A recipe for a sweet and savory seaweed paste that's perfect for repurposing stale nori. This recipe is incredibly easy to make and delivers an authentic flavor that will have you reaching for more rice. Guaranteed to be a rice thief!
Ingredients
Main Ingredients (2 servings)
- Roasted Nori (Full Sheet) 2 sheets
Seasonings
- [A] Cooking Sake (Rice Wine) 3 tbsp
- [A] Soy Sauce 1 tbsp
- [A] Mirin (Sweet Rice Wine) 1 tbsp
- [A] Sugar 1 tsp
- Water a little
Steps
- In a pot, tear Roasted Nori (full sheet) 2 sheets into small pieces. Key Tip: Tearing the nori into small pieces helps the seasonings to absorb better.

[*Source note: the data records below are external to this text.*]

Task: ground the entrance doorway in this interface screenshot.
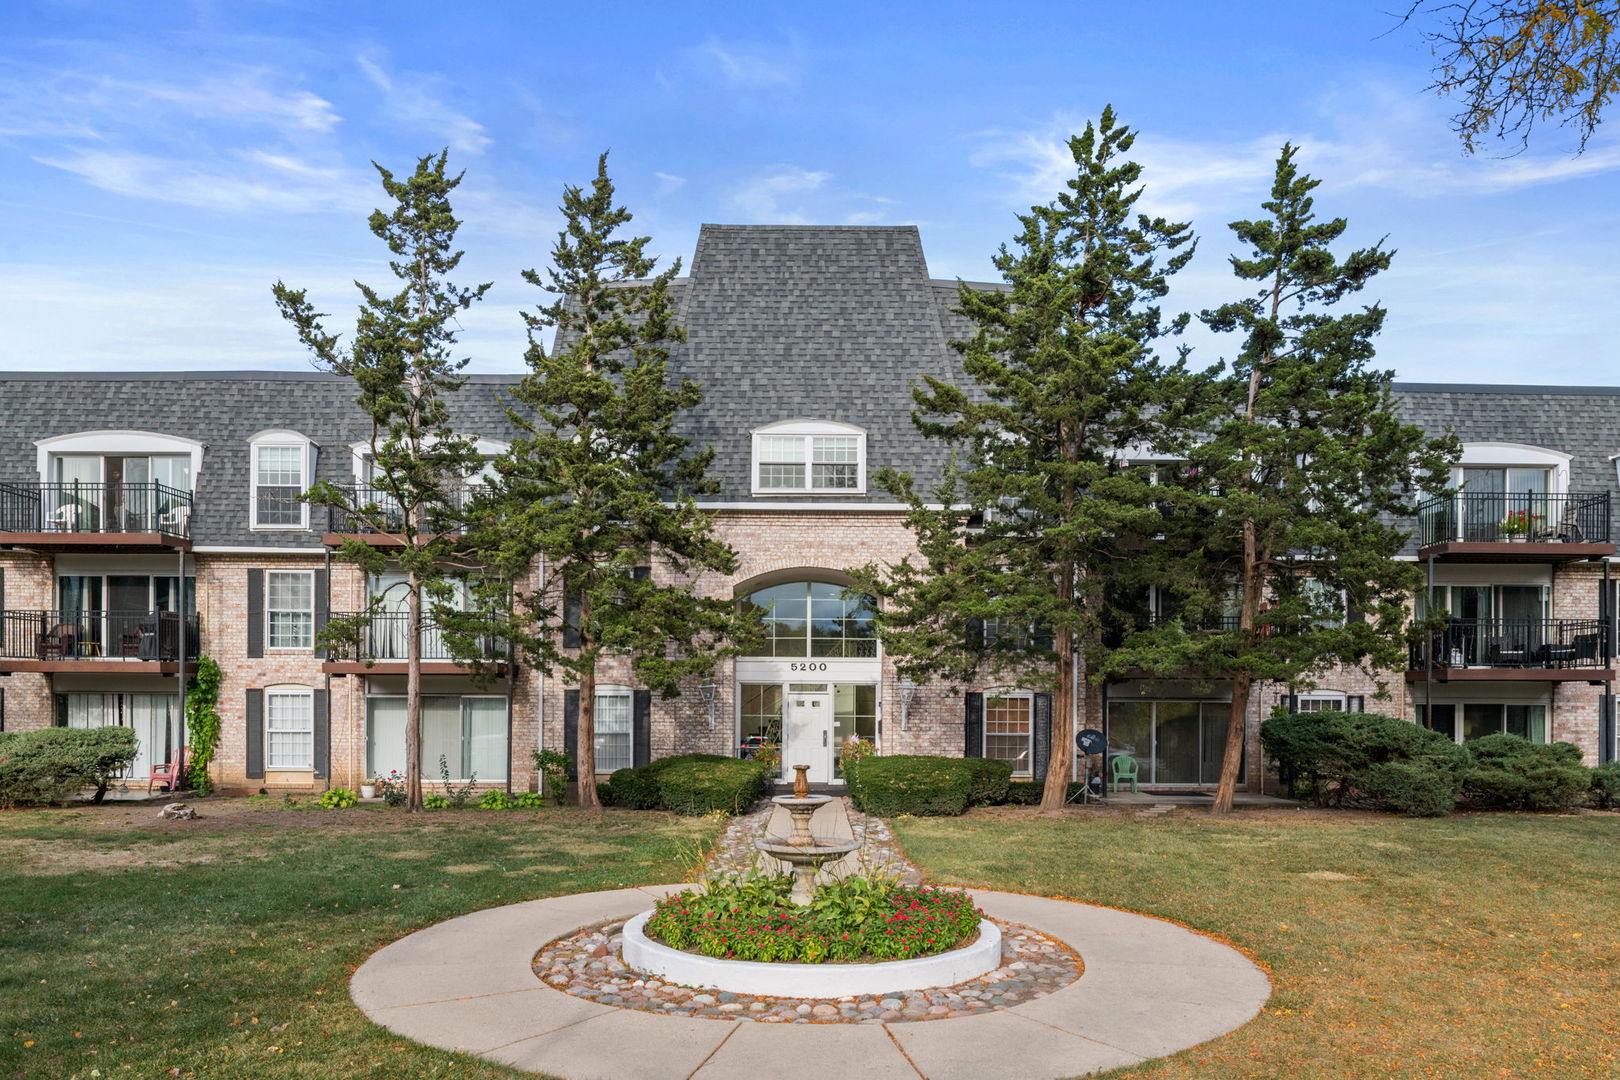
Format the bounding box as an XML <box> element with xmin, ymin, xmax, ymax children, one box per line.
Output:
<box><xmin>782</xmin><ymin>683</ymin><xmax>833</xmax><ymax>783</ymax></box>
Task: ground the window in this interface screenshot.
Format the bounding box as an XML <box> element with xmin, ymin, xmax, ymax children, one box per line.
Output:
<box><xmin>55</xmin><ymin>692</ymin><xmax>180</xmax><ymax>779</ymax></box>
<box><xmin>984</xmin><ymin>693</ymin><xmax>1033</xmax><ymax>775</ymax></box>
<box><xmin>265</xmin><ymin>688</ymin><xmax>314</xmax><ymax>769</ymax></box>
<box><xmin>251</xmin><ymin>434</ymin><xmax>312</xmax><ymax>528</ymax></box>
<box><xmin>1300</xmin><ymin>579</ymin><xmax>1345</xmax><ymax>628</ymax></box>
<box><xmin>742</xmin><ymin>581</ymin><xmax>877</xmax><ymax>658</ymax></box>
<box><xmin>833</xmin><ymin>684</ymin><xmax>877</xmax><ymax>778</ymax></box>
<box><xmin>751</xmin><ymin>421</ymin><xmax>866</xmax><ymax>494</ymax></box>
<box><xmin>1108</xmin><ymin>700</ymin><xmax>1242</xmax><ymax>785</ymax></box>
<box><xmin>366</xmin><ymin>696</ymin><xmax>508</xmax><ymax>779</ymax></box>
<box><xmin>1296</xmin><ymin>696</ymin><xmax>1346</xmax><ymax>713</ymax></box>
<box><xmin>1418</xmin><ymin>703</ymin><xmax>1547</xmax><ymax>744</ymax></box>
<box><xmin>595</xmin><ymin>689</ymin><xmax>633</xmax><ymax>773</ymax></box>
<box><xmin>266</xmin><ymin>571</ymin><xmax>314</xmax><ymax>649</ymax></box>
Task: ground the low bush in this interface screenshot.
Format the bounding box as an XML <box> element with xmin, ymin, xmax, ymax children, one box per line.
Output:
<box><xmin>1261</xmin><ymin>710</ymin><xmax>1467</xmax><ymax>815</ymax></box>
<box><xmin>422</xmin><ymin>793</ymin><xmax>451</xmax><ymax>809</ymax></box>
<box><xmin>1589</xmin><ymin>761</ymin><xmax>1620</xmax><ymax>810</ymax></box>
<box><xmin>645</xmin><ymin>875</ymin><xmax>981</xmax><ymax>963</ymax></box>
<box><xmin>845</xmin><ymin>755</ymin><xmax>973</xmax><ymax>817</ymax></box>
<box><xmin>533</xmin><ymin>749</ymin><xmax>571</xmax><ymax>806</ymax></box>
<box><xmin>317</xmin><ymin>787</ymin><xmax>358</xmax><ymax>809</ymax></box>
<box><xmin>962</xmin><ymin>757</ymin><xmax>1013</xmax><ymax>806</ymax></box>
<box><xmin>477</xmin><ymin>790</ymin><xmax>514</xmax><ymax>810</ymax></box>
<box><xmin>1002</xmin><ymin>779</ymin><xmax>1091</xmax><ymax>805</ymax></box>
<box><xmin>513</xmin><ymin>791</ymin><xmax>546</xmax><ymax>809</ymax></box>
<box><xmin>0</xmin><ymin>727</ymin><xmax>139</xmax><ymax>808</ymax></box>
<box><xmin>1460</xmin><ymin>734</ymin><xmax>1590</xmax><ymax>811</ymax></box>
<box><xmin>602</xmin><ymin>754</ymin><xmax>766</xmax><ymax>814</ymax></box>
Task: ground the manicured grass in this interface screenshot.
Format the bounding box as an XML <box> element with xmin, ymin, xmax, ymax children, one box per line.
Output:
<box><xmin>893</xmin><ymin>807</ymin><xmax>1620</xmax><ymax>1080</ymax></box>
<box><xmin>0</xmin><ymin>800</ymin><xmax>718</xmax><ymax>1079</ymax></box>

- Add Cooking Sake (Rice Wine) 3 tbsp, Soy Sauce 1 tbsp, Mirin (Sweet Rice Wine) 1 tbsp, Sugar 1 tsp, and a little water to the pot with the torn nori.
- Mix the seasonings and nori thoroughly to ensure everything is well combined.
- Once the seasonings have been absorbed, let it sit for about 10 minutes.
- Place the pot over low heat and cook, stirring, to evaporate the moisture. Key Tip: Slow cooking is the secret to deliciousness.
- When the moisture has reduced, stir by scraping the bottom of the pot. Key Tip: This will make the nori easier to break down and create a cohesive texture.
- When almost all the moisture has evaporated, turn off the heat and transfer to a serving dish.
- For an extra kick, try serving with Shichimi Togarashi (Japanese seven-spice blend) or wasabi.